# S14 BOV w/ HS Turbo Kit? Opinions?



## TofuShop (Oct 15, 2003)

Does anyone know how many psi a stock BOV from an S14 SR20DET can hold? I know that Wes is running (i think) 14psi using the HS turbo kit and i think that the BOV from an S14 can hold that.

YES i know that the HS kit already comes w/ a BOV but i like the sound from an S14 and i can get my hands on one for basically free (my brother's car). For those of you who are questioning my opinion.. listen to this short video i took of my brother's car. His BOV FLUTTERs .... im SO IN LOVE :fluffy: ((Click Me To Watch))


----------



## TheVodKA (Sep 19, 2002)

I dunno what it will hold, but if you want a cheap OEM BPV(not bov!), there is absolutely no better choice than a first gen eclipse bpv. It can easily hold more than 14, 22 lb+ of boost if crushed IIRC, and can be found much cheaper (50 bucks at any junkyard, 100 new.) Just trying to give u a heads up.


----------



## TofuShop (Oct 15, 2003)

vodKA said:


> I dunno what it will hold, but if you want a cheap OEM BPV(not bov!), there is absolutely no better choice than a first gen eclipse bpv. It can easily hold more than 14, 22 lb+ of boost if crushed IIRC, and can be found much cheaper (50 bucks at any junkyard, 100 new.) Just trying to give u a heads up.

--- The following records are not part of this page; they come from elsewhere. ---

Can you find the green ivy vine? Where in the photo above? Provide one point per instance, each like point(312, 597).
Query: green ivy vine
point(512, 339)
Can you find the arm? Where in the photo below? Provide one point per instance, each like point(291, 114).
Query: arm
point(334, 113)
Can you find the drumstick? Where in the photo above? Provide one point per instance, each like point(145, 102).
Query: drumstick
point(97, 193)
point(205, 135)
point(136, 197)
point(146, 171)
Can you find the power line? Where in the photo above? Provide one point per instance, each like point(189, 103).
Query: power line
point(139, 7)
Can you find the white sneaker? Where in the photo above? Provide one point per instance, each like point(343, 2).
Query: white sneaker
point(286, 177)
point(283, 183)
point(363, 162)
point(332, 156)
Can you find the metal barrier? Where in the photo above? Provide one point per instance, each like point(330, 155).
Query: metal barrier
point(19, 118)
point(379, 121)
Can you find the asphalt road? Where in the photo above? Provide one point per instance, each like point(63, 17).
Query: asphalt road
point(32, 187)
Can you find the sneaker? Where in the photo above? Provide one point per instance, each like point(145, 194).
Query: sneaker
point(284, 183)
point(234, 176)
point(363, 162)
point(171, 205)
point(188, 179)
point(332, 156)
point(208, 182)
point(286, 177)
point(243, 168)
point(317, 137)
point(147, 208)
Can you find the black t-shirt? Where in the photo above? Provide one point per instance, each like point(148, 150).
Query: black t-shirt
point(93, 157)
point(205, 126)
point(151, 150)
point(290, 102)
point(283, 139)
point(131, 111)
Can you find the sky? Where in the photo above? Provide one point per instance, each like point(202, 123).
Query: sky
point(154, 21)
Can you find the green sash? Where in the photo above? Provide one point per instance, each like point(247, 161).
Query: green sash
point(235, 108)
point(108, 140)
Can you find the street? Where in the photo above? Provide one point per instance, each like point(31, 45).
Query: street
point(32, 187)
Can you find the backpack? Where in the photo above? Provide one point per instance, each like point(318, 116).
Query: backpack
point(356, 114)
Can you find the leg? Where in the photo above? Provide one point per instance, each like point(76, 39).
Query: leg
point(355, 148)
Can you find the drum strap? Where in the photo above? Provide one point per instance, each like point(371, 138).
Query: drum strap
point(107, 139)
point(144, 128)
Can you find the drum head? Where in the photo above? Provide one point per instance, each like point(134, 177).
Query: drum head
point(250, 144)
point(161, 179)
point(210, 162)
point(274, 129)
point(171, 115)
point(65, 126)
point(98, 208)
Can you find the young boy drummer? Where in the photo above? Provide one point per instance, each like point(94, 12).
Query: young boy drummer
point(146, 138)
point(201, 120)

yea i already know about crushed 1st gen blow off valves (which equates to BOV, what do u mean by BPV?) and how they can hold alot ... but i want my blow off valve to flutter !!! FLUTTER WHY WON'T YOU????


----------



## wes (Apr 30, 2002)

I am using the Greddy Type S. Not part of the HS kit.


----------



## NotAnotherHonda (Aug 7, 2003)

hey sorry to cut in on the thread, but i just ordered turbotommy's ic piping, which comes w a 1 gen dsm bov flange. i am getting a greddy type s, so will i have to weld on a new flange for it? or can i keep the same flange...i think i have to change it  thanks
tommy


----------



## TofuShop (Oct 15, 2003)

Bump ...

Anyone know how much boost a S14 Blow-Off-Valve can hold?


----------



## B14kid (Nov 18, 2003)

TofuShop said:


> yea i already know about crushed 1st gen blow off valves (which equates to BOV, what do u mean by BPV?) and how they can hold alot ... but i want my blow off valve to flutter !!! FLUTTER WHY WON'T YOU????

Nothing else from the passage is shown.